Hospitals around the country are using the medical repatriation process to deport undocumented patients.
Hospitals around the country are using the medical repatriation process to deport undocumented patients. Creative Commons

Over the last five years, American hospitals have sent at least 600 immigrants who were in the U.S. illegally back to their home countries to avoid paying for long-term care after serious illness or injury.

Immigration advocates are concerned that the implementation of the Affordable Health Care act will bring with it an increase in "medical repatriation," the practice of hospitals flying undocumented immigrants to their native countries, often while they are unconscious.

"It really is a Catch-22 for us," said Dr. Mark Purtle, vice president of Medical Affairs for Iowa Health System. "This is the area that the federal government, the state, everybody says we're not paying for the undocumented."

Politix.topix.com reports while hospitals are required to provide emergency care for patients regardless of their citizenship status or ability to pay, the AP reported, the American Hospital Association does not monitor the repatriation of immigrant patients, nor does it have a policy in place regarding the issue.

The Center for Social Justice at Seton Hall University, however, does have documented "medical repatriation" cases in 15 states involving patients from El Salvador, Guatemala, Honduras, Lithuania, Mexico, the Philippines and South Korea.

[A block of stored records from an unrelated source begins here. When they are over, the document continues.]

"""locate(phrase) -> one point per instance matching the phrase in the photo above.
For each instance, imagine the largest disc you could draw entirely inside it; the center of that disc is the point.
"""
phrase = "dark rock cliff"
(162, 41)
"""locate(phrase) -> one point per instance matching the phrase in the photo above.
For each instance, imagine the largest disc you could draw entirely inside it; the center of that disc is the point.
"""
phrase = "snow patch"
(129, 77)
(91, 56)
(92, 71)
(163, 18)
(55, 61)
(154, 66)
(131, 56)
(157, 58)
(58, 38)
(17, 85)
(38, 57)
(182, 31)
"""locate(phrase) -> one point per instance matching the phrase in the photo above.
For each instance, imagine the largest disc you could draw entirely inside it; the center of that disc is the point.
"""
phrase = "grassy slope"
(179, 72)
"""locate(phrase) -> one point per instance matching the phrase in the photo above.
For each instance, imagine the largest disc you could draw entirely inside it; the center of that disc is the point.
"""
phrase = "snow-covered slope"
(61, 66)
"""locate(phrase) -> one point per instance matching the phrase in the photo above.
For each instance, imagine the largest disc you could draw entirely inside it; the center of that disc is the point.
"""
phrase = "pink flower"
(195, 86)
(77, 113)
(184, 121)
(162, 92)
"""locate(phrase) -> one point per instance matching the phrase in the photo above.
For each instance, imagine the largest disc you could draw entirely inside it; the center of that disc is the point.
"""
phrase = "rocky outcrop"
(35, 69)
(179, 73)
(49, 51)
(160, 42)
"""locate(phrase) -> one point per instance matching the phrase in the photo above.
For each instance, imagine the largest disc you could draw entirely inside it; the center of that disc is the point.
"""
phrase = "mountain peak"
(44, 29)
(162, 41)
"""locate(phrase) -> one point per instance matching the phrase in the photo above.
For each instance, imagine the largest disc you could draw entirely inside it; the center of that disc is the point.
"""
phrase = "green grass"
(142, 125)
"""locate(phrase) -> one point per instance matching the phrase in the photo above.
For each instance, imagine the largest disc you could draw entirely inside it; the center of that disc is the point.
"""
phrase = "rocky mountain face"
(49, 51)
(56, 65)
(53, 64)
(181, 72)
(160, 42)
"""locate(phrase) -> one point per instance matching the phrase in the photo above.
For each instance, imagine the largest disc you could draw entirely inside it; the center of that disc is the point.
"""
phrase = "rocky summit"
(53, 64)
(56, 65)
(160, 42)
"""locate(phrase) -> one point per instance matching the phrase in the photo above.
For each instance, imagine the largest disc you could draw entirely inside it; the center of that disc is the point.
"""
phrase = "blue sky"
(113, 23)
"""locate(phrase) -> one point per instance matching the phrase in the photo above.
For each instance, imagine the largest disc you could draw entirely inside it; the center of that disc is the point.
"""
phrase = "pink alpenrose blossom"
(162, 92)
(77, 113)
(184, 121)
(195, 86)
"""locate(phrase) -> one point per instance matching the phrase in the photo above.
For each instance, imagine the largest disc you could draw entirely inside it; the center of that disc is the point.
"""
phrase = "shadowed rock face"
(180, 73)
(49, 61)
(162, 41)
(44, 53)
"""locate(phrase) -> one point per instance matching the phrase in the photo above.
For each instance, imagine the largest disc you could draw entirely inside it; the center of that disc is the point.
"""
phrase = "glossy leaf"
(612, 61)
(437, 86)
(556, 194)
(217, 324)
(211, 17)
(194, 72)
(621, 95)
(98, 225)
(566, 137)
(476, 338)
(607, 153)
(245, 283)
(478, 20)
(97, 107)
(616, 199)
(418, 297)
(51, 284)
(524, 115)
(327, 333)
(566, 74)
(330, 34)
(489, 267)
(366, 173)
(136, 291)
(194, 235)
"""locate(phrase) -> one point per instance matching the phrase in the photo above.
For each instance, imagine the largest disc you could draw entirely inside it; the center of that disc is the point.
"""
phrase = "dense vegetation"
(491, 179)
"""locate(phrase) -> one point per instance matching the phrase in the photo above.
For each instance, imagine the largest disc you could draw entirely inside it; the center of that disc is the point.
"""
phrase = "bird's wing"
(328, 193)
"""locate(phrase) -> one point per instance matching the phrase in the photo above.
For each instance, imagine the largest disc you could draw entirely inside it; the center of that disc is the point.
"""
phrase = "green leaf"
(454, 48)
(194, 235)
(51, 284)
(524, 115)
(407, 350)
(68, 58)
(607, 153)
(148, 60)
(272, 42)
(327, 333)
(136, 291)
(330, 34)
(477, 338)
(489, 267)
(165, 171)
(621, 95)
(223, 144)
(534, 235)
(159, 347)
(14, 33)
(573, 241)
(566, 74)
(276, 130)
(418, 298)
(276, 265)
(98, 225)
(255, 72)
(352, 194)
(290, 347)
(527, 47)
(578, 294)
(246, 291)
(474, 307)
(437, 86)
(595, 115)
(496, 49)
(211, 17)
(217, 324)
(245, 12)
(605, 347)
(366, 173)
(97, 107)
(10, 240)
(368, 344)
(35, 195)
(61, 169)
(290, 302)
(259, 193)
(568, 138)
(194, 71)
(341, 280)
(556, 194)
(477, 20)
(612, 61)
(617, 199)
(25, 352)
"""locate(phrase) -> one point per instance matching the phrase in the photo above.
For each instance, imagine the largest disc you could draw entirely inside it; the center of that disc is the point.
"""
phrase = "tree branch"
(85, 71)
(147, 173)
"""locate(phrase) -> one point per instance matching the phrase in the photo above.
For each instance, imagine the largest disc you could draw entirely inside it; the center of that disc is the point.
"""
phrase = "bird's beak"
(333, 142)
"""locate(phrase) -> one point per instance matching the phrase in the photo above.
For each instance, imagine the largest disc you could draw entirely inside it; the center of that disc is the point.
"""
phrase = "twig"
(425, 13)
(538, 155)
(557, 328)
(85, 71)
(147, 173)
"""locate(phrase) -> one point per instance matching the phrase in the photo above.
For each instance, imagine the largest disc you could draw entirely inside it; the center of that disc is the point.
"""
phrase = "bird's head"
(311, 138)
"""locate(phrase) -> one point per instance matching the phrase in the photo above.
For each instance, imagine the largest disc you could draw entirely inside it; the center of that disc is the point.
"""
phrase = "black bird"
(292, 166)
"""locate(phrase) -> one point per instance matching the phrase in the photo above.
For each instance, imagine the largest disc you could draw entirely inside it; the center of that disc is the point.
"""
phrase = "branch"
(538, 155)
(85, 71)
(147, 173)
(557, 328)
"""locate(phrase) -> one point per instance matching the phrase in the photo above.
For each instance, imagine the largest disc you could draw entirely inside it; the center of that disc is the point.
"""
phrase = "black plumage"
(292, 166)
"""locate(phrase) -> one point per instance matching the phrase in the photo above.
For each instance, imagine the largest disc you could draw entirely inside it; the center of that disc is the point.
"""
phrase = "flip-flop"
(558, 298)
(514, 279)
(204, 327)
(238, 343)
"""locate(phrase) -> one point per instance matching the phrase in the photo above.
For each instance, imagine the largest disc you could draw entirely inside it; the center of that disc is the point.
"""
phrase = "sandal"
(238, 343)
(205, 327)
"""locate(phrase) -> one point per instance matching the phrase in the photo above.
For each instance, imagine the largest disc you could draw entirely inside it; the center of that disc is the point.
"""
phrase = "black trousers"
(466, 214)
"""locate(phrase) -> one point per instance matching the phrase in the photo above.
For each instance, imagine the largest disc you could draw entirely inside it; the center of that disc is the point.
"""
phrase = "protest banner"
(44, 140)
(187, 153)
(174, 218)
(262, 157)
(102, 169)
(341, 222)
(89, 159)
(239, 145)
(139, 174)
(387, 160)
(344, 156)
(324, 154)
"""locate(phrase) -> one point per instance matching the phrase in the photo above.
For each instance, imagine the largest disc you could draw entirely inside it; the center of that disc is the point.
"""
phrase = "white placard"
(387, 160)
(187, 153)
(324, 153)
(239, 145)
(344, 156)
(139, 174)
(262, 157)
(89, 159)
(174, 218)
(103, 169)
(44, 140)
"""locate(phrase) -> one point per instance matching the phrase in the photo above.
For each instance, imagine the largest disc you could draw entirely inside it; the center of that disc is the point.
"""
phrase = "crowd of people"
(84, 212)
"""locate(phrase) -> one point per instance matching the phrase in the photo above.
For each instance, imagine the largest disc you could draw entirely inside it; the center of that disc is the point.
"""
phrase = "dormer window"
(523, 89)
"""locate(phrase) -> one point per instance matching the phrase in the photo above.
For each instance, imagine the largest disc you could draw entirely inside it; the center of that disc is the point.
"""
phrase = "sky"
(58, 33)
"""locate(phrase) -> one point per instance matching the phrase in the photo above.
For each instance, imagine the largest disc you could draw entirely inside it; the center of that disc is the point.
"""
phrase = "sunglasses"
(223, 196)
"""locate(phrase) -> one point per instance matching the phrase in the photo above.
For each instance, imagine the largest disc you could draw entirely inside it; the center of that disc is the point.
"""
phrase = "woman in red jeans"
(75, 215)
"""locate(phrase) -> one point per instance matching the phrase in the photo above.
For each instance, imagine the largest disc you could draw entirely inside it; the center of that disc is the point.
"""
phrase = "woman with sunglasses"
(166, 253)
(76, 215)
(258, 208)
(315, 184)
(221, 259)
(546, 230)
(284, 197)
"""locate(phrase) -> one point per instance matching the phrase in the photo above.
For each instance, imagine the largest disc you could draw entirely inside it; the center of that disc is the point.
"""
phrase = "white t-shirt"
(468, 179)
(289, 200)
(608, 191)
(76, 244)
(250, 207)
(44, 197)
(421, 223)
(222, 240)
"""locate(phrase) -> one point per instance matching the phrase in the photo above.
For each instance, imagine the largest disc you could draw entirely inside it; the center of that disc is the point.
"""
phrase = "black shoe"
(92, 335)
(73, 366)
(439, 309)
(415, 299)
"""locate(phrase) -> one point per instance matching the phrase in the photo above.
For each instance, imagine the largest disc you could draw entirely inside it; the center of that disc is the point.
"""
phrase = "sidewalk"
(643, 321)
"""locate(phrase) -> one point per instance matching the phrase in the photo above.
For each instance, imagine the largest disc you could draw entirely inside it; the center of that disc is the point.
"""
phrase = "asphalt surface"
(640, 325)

The Huffington Post reported on a few different examples of this process; here's a look at one of the most dramatic examples from a report issued in December:

Quelino Ojeda Jimenez was working atop a building at Chicago's Midway Airport in 2010 when he fell, suffering injuries that left him nearly quadriplegic and reliant on a ventilator.

Advocate Christ Medical Center cared for Jimenez for four months, absorbing more than $650,000 in costs, according to a 2011 Chicago Tribune story.

Three days before Christmas that year, the hospital put him aboard a medical flight and sent him to Mexico, even though his family protested. Crying and unable to speak, Jimenez could do nothing to prevent his removal.

The receiving hospital in Mexico lacked rehabilitation services and could not afford new filters for his ventilator. After suffering two heart attacks and a septic infection, Jimenez died on Jan. 2, 2012.

Though doctors can't expect hospitals to provide costly, uncompensated care to patients indefinitely, "neither should physicians allow hospitals to arbitrarily determine the fate of an uninsured noncitizen immigrant patient," the council said.